Bei ADH-Mangel kommt es zu einem starken Wasserverlust, dem Diabetes insipidus centralis. Durch Funktionsminderung der V2-Rezeptoren an der Niere (durch Mutation oder Zerstörung) entstehen die gleichen Symptome, jedoch spricht man dann vom Diabetes insipidus renalis. Der bei diesen Krankheitsbildern auftretende Wasserverlust beträgt bis zu 20 Liter pro Tag. Das daraus resultierende Durstgefühl wird durch Trinken äquivalenter Flüssigkeitsmengen gestillt.

Beim Syndrom der inadäquaten ADH-Sekretion (SIADH, syn. Schwartz-Bartter-Syndrom) kommt es zur verminderten Wasserausscheidung und zu einer Hyponatriämie. Dieses Syndrom kann sich unter anderem bei Lungenkrebs einstellen (Paraneoplastisches Syndrom), bei dem entartete Zellen Hormone, in diesem Fall ADH oder ADH-ähnliche Stoffe, produzieren.

Alkohol hemmt die Sekretion von Vasopressin (ADH) aus der Hypophyse, mit der Folge einer vermehrten Wasserausscheidung. Das ist ein Grund für den „Nachdurst“. Flüssigkeitsmangel kann zu Kopfschmerzen führen.

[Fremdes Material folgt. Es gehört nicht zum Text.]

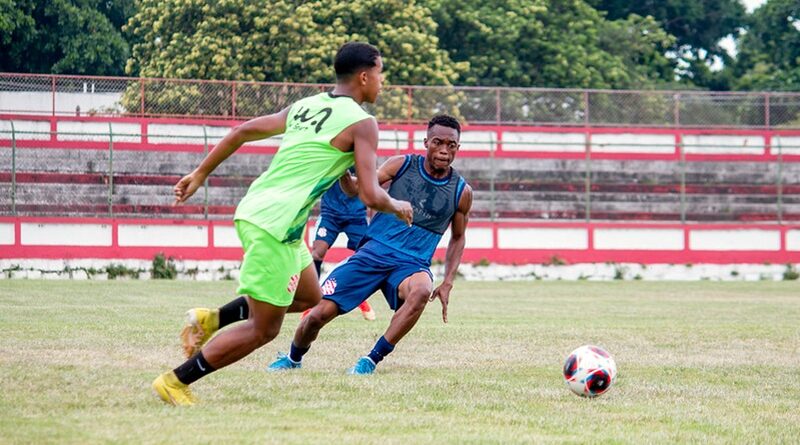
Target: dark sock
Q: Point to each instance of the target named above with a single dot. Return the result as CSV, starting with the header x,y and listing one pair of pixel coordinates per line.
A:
x,y
318,266
234,311
382,349
296,354
193,369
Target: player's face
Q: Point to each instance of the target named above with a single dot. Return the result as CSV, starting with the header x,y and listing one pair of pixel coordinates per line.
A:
x,y
373,81
442,144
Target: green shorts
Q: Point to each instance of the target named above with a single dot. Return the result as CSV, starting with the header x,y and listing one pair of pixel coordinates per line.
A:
x,y
270,269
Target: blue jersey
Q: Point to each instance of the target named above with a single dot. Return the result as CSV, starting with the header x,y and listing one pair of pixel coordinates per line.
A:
x,y
434,201
335,202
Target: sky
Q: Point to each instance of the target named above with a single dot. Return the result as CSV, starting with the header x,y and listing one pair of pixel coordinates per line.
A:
x,y
727,43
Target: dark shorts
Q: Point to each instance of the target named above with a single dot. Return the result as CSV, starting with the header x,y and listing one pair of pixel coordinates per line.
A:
x,y
330,226
373,267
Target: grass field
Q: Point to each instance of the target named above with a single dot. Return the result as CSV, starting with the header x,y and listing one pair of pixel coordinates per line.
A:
x,y
698,362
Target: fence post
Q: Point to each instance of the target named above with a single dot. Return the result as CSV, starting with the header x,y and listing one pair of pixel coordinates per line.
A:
x,y
779,187
498,105
410,110
13,169
682,166
53,89
205,183
141,96
110,171
588,179
233,99
766,110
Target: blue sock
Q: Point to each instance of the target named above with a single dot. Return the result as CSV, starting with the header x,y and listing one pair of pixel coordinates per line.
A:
x,y
382,349
296,354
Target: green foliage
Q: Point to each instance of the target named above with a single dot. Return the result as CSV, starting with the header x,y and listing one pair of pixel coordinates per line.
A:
x,y
60,36
164,268
282,40
695,24
551,44
769,53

Nikotin führt im Gegensatz dazu zu vermehrter ADH-Sekretion.

ADH als Arzneistoff

Vasopressin in Stechampulle

Vasopressin wird als stark blutdrucksteigernde Substanz erfolgreich bei Patienten im Schockzustand eingesetzt. Die Hoffnungen, die in Vasopressin als Alternative zu Adrenalin gesetzt wurden, haben sich jedoch bis jetzt nicht erfüllt. Mehrere große randomisierte Studien konnten keinen Überlebensvorteil bei der Gabe von Vasopressin (40 IU einmalig) nachweisen. Da die Datenlage insgesamt jedoch als ungenügend bewertet wird, gibt es in den aktuellen Reanimationsrichtlinien weder eine Empfehlung für noch gegen die Gabe von Vasopressin. Der Diabetes insipidus centralis kann durch die Gabe von ADH behandelt werden. Verwendet wird allerdings das nicht völlig identische Analogon Desmopressin.